This post isn't to debate whether or not that is an appropriate parenting tactic or life strategy. Its too establish that my mother has always had trouble managing her money responsibly. Eventually, it got so bad my father was on the verge of bankruptcy, so he divorced my mother and sued for custody. He lost, and for a few years my three older siblings and one younger sibling (the first three from a previous marriage and the younger sibling my full sibling) lived with my mom until her life came crashing down. She lost everything.
My dad got custody when I was in second grade. I finished second grade and then my dad bought a house, the house I live in to this day. My younger brother and I went to live with him, while the other three stayed with my mom and her previous husband (who had by now pulled his life together enough to help with his kids). I saw my mother every other weekend and on wednesdays for dinner.
Every few visits we went to my Aunt and Grandma's house instead of spending time with my mom doing fun stuff. My mother, myself, and my brother would clean my mother's sister's apartment, taking care of them as best we could. It wasn't particularly fun but we loved our family and helped with.... marginal complaining.
My aunt and I had a very powerful connection. We liked a lot of the same things, and she even got me into a lot of stuff that I still love today, primarily martial arts. When I was seven, my mother signed me up to attend tae kwon do at the school that my aunt was helping out at, and it was amazing. I don't remember much of my childhood, but I know I loved it, even if it was difficult towards the end. Black belt testing is tough hahahha.
After I got my black belt, I wanted to take a little break. I was ten years old and wanted to play around a bit, and my dad took this as an opportunity to get me to do other stuff. I didn't return to tae kwon do until high school, where my connection with my aunt grew much stronger.
I spent three to five hours, six days a week at that tae kwon do school with my aunt. Eighteen to thirty hours a week in her company. Some weekends I would go over to her house and hang out, spending the weekend with her.
I spent a fraction of that with my mother. Saturday afternoon to sunday night, thirty six hours, every two weeks. In a month, I'd spend between 72 and 120 hours with my aunt, and 72 with my mother, if I didn't spend a weekend with my aunt. I loved my aunt.
By the time I was in high school, though, my mother turned her life around.
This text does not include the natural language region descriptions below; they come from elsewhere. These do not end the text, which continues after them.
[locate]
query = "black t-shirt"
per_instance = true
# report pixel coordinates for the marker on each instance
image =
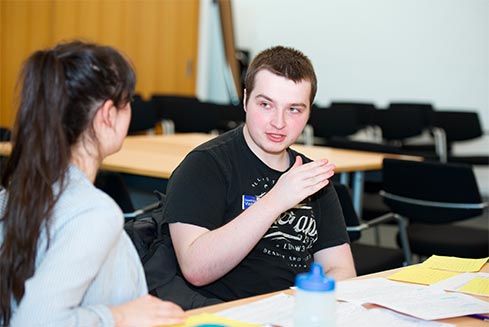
(221, 178)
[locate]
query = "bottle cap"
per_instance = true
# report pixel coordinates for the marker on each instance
(315, 280)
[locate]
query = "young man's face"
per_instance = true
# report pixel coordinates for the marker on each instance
(276, 112)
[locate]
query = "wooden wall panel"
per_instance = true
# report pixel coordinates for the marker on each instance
(160, 38)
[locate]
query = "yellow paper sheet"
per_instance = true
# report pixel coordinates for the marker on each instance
(208, 318)
(421, 275)
(454, 263)
(477, 286)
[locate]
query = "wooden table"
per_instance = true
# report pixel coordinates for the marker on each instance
(158, 155)
(458, 321)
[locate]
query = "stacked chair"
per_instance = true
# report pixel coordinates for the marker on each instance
(370, 258)
(433, 197)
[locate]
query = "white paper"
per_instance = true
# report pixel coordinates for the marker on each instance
(278, 310)
(416, 300)
(364, 290)
(456, 282)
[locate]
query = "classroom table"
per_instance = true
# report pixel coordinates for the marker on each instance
(458, 321)
(158, 155)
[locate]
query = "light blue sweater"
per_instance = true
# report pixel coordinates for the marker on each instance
(90, 263)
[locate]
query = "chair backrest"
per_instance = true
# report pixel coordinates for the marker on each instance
(398, 124)
(349, 213)
(365, 111)
(330, 122)
(114, 185)
(143, 116)
(431, 192)
(189, 114)
(458, 125)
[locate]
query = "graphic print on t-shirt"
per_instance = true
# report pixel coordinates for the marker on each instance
(293, 233)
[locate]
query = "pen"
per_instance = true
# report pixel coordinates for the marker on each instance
(481, 317)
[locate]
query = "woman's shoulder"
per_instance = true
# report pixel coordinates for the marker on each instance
(80, 199)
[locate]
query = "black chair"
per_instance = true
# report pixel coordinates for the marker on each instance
(333, 122)
(433, 196)
(143, 117)
(114, 185)
(365, 115)
(373, 204)
(460, 126)
(370, 258)
(187, 114)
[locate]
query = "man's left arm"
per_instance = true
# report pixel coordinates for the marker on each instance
(337, 261)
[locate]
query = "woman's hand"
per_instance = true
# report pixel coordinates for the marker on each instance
(147, 311)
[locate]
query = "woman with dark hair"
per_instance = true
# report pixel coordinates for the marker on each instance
(64, 258)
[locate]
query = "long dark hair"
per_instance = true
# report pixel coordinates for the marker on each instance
(61, 89)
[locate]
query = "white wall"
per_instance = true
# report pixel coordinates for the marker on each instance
(381, 50)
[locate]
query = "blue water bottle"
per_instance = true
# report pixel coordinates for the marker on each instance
(315, 302)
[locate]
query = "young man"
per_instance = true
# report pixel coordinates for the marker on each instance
(247, 213)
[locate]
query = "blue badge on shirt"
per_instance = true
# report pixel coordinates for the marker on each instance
(247, 201)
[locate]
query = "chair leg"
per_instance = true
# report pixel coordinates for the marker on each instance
(402, 223)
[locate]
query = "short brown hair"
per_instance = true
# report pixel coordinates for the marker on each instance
(283, 61)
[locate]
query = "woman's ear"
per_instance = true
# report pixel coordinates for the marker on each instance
(244, 100)
(105, 116)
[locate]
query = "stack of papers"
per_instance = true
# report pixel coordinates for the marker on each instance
(415, 295)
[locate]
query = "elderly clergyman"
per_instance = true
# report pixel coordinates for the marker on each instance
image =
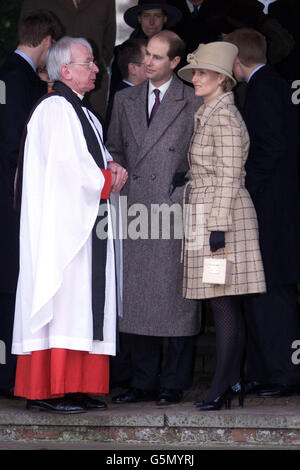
(66, 307)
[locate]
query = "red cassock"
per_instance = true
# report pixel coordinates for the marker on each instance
(54, 372)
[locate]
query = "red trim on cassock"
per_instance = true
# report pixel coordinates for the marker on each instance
(54, 372)
(107, 184)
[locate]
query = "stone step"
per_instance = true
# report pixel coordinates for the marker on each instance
(271, 423)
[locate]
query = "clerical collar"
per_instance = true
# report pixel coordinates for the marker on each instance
(27, 58)
(266, 3)
(127, 82)
(254, 71)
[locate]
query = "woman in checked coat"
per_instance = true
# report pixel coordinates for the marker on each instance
(221, 218)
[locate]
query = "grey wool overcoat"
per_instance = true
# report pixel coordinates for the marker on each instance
(219, 202)
(153, 273)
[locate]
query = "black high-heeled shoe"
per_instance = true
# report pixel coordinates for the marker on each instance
(238, 390)
(217, 403)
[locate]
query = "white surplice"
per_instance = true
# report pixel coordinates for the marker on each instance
(60, 200)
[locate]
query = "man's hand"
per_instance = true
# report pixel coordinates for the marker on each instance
(119, 176)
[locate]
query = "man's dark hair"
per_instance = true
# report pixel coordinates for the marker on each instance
(176, 44)
(34, 27)
(130, 51)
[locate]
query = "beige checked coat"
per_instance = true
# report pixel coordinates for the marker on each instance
(217, 200)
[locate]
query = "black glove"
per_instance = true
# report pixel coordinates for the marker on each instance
(179, 179)
(216, 240)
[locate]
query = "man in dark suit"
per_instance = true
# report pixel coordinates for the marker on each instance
(272, 181)
(23, 88)
(150, 131)
(130, 60)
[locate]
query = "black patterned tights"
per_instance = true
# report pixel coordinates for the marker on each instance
(230, 343)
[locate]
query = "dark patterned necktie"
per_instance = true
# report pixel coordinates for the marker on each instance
(156, 104)
(195, 12)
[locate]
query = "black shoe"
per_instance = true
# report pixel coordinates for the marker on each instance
(276, 390)
(252, 386)
(134, 395)
(237, 390)
(169, 396)
(217, 403)
(87, 402)
(62, 405)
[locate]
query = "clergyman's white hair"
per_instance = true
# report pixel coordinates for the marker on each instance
(60, 54)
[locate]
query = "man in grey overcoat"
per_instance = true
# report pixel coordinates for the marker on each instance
(153, 149)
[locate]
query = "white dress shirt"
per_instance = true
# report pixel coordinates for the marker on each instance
(151, 95)
(266, 3)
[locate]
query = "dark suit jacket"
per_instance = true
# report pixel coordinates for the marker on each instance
(23, 89)
(272, 173)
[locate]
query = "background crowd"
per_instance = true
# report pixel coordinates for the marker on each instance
(258, 320)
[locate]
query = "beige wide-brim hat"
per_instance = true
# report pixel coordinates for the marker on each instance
(217, 56)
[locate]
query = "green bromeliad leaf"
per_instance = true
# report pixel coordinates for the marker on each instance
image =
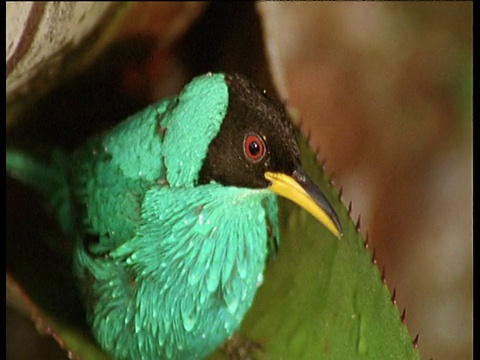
(323, 297)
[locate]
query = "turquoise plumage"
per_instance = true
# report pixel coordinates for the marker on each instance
(173, 213)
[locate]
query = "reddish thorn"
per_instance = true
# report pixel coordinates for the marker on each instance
(404, 316)
(415, 341)
(358, 223)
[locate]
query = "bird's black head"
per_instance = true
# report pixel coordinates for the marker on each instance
(256, 148)
(256, 137)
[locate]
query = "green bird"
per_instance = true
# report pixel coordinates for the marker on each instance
(174, 212)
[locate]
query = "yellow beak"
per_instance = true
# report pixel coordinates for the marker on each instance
(303, 191)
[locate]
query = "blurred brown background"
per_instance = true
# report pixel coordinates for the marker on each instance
(385, 91)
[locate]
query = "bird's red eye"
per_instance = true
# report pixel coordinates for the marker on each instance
(254, 147)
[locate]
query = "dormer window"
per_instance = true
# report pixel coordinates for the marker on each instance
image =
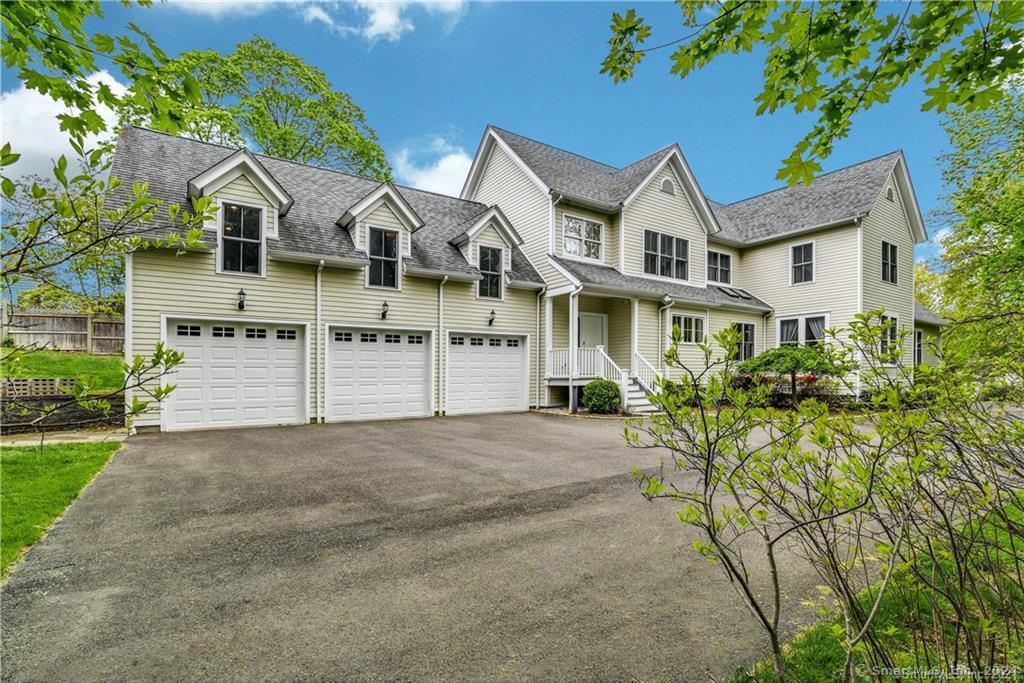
(242, 239)
(383, 258)
(583, 238)
(491, 267)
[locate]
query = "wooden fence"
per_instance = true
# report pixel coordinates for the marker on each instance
(62, 331)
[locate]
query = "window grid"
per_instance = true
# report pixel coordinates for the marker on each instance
(720, 267)
(491, 267)
(803, 263)
(582, 238)
(666, 256)
(241, 239)
(889, 261)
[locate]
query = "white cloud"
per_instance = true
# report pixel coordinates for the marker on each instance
(221, 8)
(437, 166)
(380, 19)
(30, 124)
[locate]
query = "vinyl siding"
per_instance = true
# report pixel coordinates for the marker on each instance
(163, 283)
(243, 190)
(669, 214)
(766, 273)
(609, 231)
(887, 221)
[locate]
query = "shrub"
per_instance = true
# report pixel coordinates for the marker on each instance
(601, 396)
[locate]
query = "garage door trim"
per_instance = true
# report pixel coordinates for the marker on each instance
(489, 332)
(363, 325)
(305, 325)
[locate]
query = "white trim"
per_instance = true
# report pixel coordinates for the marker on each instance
(218, 261)
(488, 332)
(801, 326)
(206, 182)
(381, 325)
(385, 194)
(583, 240)
(690, 187)
(165, 317)
(814, 262)
(398, 270)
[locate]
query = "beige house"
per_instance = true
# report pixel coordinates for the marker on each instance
(322, 296)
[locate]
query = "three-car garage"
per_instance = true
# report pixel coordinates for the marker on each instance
(248, 373)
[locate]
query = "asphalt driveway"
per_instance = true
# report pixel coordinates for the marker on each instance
(498, 547)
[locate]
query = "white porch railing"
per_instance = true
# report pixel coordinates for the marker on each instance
(645, 373)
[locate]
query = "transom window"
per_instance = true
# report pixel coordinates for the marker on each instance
(808, 330)
(720, 267)
(744, 349)
(242, 239)
(802, 259)
(889, 336)
(666, 255)
(889, 273)
(383, 258)
(582, 238)
(491, 266)
(690, 328)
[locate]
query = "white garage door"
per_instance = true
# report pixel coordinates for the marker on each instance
(237, 374)
(486, 373)
(378, 374)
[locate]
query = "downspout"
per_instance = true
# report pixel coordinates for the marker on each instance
(540, 297)
(321, 343)
(441, 345)
(669, 303)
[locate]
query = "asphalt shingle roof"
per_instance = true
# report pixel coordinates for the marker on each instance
(847, 193)
(579, 176)
(322, 196)
(605, 275)
(926, 315)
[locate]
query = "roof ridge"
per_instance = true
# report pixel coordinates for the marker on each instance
(817, 177)
(555, 146)
(300, 164)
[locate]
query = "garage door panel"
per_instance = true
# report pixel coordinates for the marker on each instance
(237, 380)
(377, 374)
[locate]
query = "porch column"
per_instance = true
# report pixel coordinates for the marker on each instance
(573, 334)
(634, 334)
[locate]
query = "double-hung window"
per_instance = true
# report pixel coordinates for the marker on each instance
(383, 258)
(802, 263)
(666, 256)
(719, 267)
(744, 349)
(241, 239)
(807, 330)
(890, 336)
(582, 238)
(690, 329)
(491, 268)
(889, 273)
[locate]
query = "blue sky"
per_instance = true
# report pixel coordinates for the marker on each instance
(430, 77)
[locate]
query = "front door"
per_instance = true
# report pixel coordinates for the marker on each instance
(593, 330)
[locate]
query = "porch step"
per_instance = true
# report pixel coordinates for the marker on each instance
(636, 399)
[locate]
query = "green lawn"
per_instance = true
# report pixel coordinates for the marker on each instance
(103, 372)
(38, 485)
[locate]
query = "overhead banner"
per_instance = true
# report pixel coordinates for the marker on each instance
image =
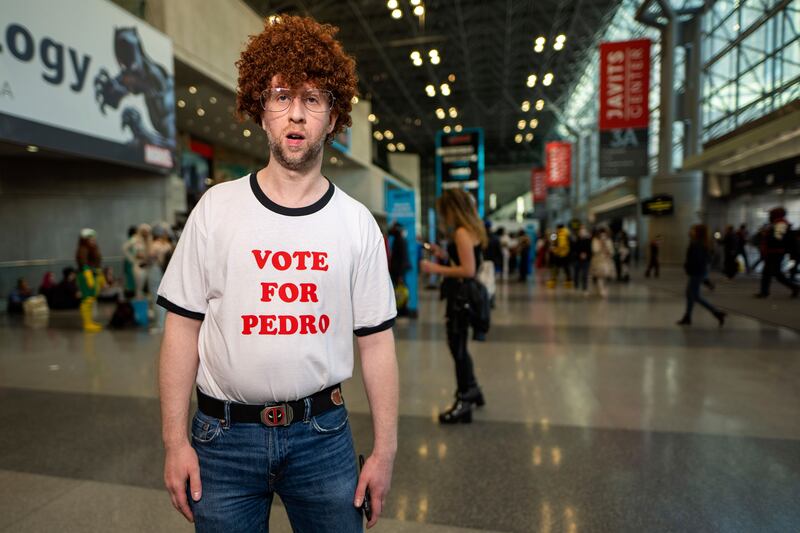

She found a steady job and a good apartment, and had divorced her third husband, an aggressive and dangerous man with some bipolar condition. I was little I don't remember, only that he would sometimes get very, very angry. The point is, that she was doing good.
The three of us started spending mroe time at my aunt/grandma's house. It was getting bad. Two older women with a SLEW of physical disorders and an army of cats, crammed into one thousand square feet? NOT good. It was a terrible mess, and we all came together to turn it around. My mom and my aunt got a joint bank account, so that my mother could help them manage their funds, and IMMEDIATELY she got them a new apartment, found homes for several of the cats, got them insured and healthier (my aunt got all new teeth!), and even managed to get my aunt several job offers.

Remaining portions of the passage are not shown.